Pandemics, Portfolios and Perspective
If you’re reading this, you’re probably a bit concerned. It’s okay, I am too. Our susceptibility to fear is the common thread we all share as investors. It doesn’t make you weird, it makes you human.
Last week was one of the worst weeks in history for global stock markets, as the outbreak of the coronavirus (COVID-19) outside of China began to worsen. The S&P 500 dropped over eleven percent for the week. There were three days that each saw declines of over three percent. Selling beget selling which beget even more selling. Investors looking for a bounce or buyable dip later in the week were met with utter disappointment.
There weren’t many places to hide, as evidenced by the chart above. Surprisingly, international equities outperformed on a relative basis, but it was by no means pretty. High yield bonds suffered. Gold was resilient most of the week, but then joined the selloff at the end. High quality fixed income was the one saving grace, as bond yields plummeted giving a boon to bond prices. The flight to quality was strong, and helped soften the blow for any investor with some semblance of a balanced portfolio.
So what’s next? That’s the only question that matters, since the past is past. Unfortunately, it’s a question that none of us – and I do mean none of us – have the answer too. Perhaps we see similar volatility and losses in the weeks ahead. Or perhaps this current correction ends like so many others we have seen in this current cycle, with a V-shaped recovery and a march towards continued new highs. Only in hindsight will we know which direction the market decides to take.
But here’s what we do know. We do know that this isn’t the first time the stock market has had to digest a health epidemic scare. The folks at Cliffwater looked at each historical instance in which the World Health Organization (“WHO”) declared a “public health emergency of international concern” (PHEIC). This declaration concept was formalized by WHO following the SARS outbreak in 2003.
Cliffwater looked at the global equity market reaction in each of these situations. In almost every case, these prior epidemics had little lasting impact on global equity markets. In all but one instance, markets were higher six months following the declaration.

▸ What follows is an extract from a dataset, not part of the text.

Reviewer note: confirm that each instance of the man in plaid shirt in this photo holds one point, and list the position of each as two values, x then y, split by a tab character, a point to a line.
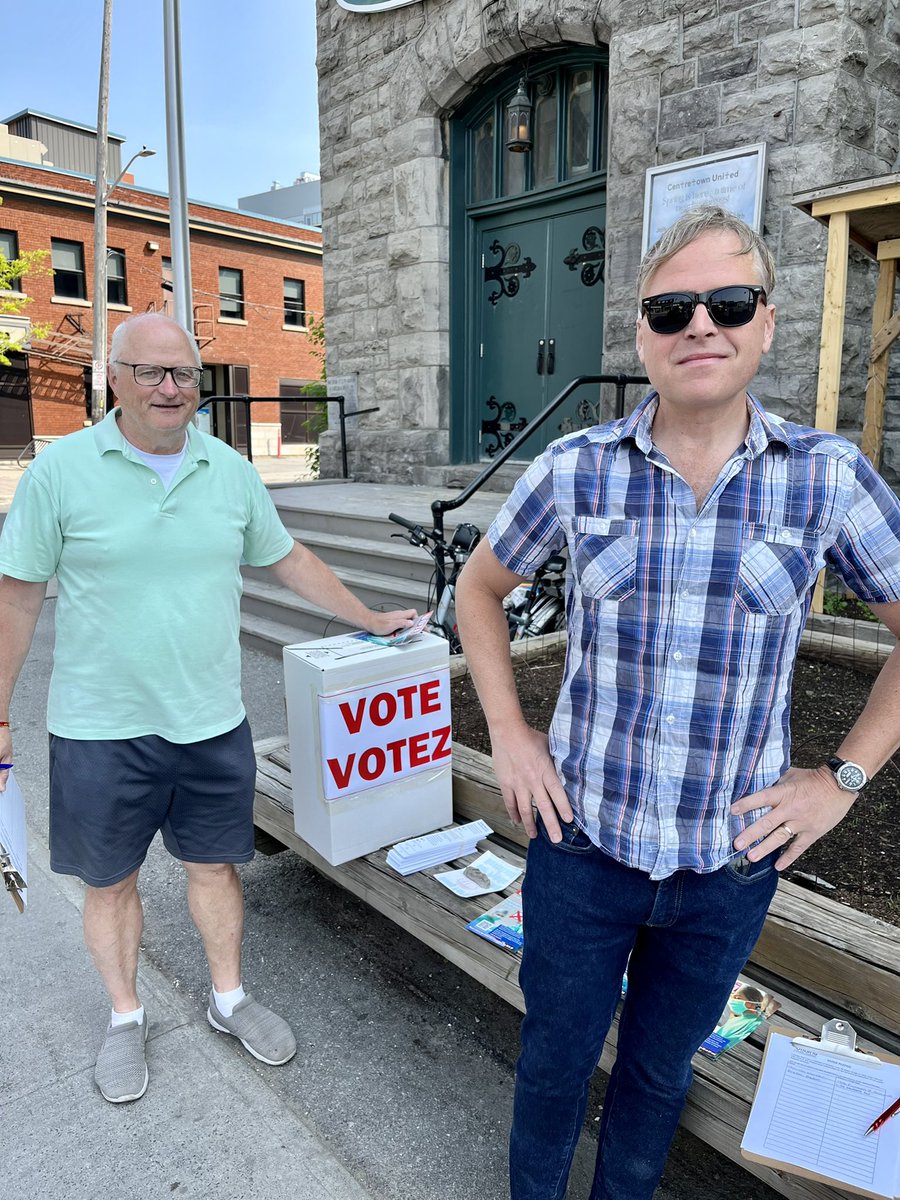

This is in no way meant to diminish the human impact of what’s happening in China and across the world. I’m also not trying to treat COVID-19 and other historical epidemics as apples-to-apples comparisons. This one is different – they’re ALL different.
I have absolutely zero interest in playing the role of armchair epidemiologist – not my field. Last time I checked, CFP® didn’t stand for Coronavirus Fear Prognosticator. Morgan Housel summed it up well with a recent tweet:
Similarly, Corey Hoffstein of Newfound Research referenced the concept of Gell-Mann amnesia in a recent note:
“If I can give one piece of advice to anyone in times like these, it is to go read a few articles written by journalists about a field you’re an expert in and highlight all the things that are wrong. Then go read a few articles about the markets this week. Or politics. Or the Coronavirus. Then assume there are just as many mistakes made; you just don’t know where.”
The natural human response after week’s like last is to assume you need to DO something. But you don’t have to. Investors often confuse activity with results. If you can embrace market prices for what they are – a reflection of all known information and aggregate consensus expectations of the future – then you can recognize that just knowing that things have gotten worse is not really actionable knowledge. It’s already baked in the cake.
The market will continue to incorporate new information as it becomes known, for better or worse. And the market as a whole may over or under-react to that new news, but we’ll only know which one ex-post. These are variables outside of your control. But the one variable you can control is how YOU react in the face of others panicking.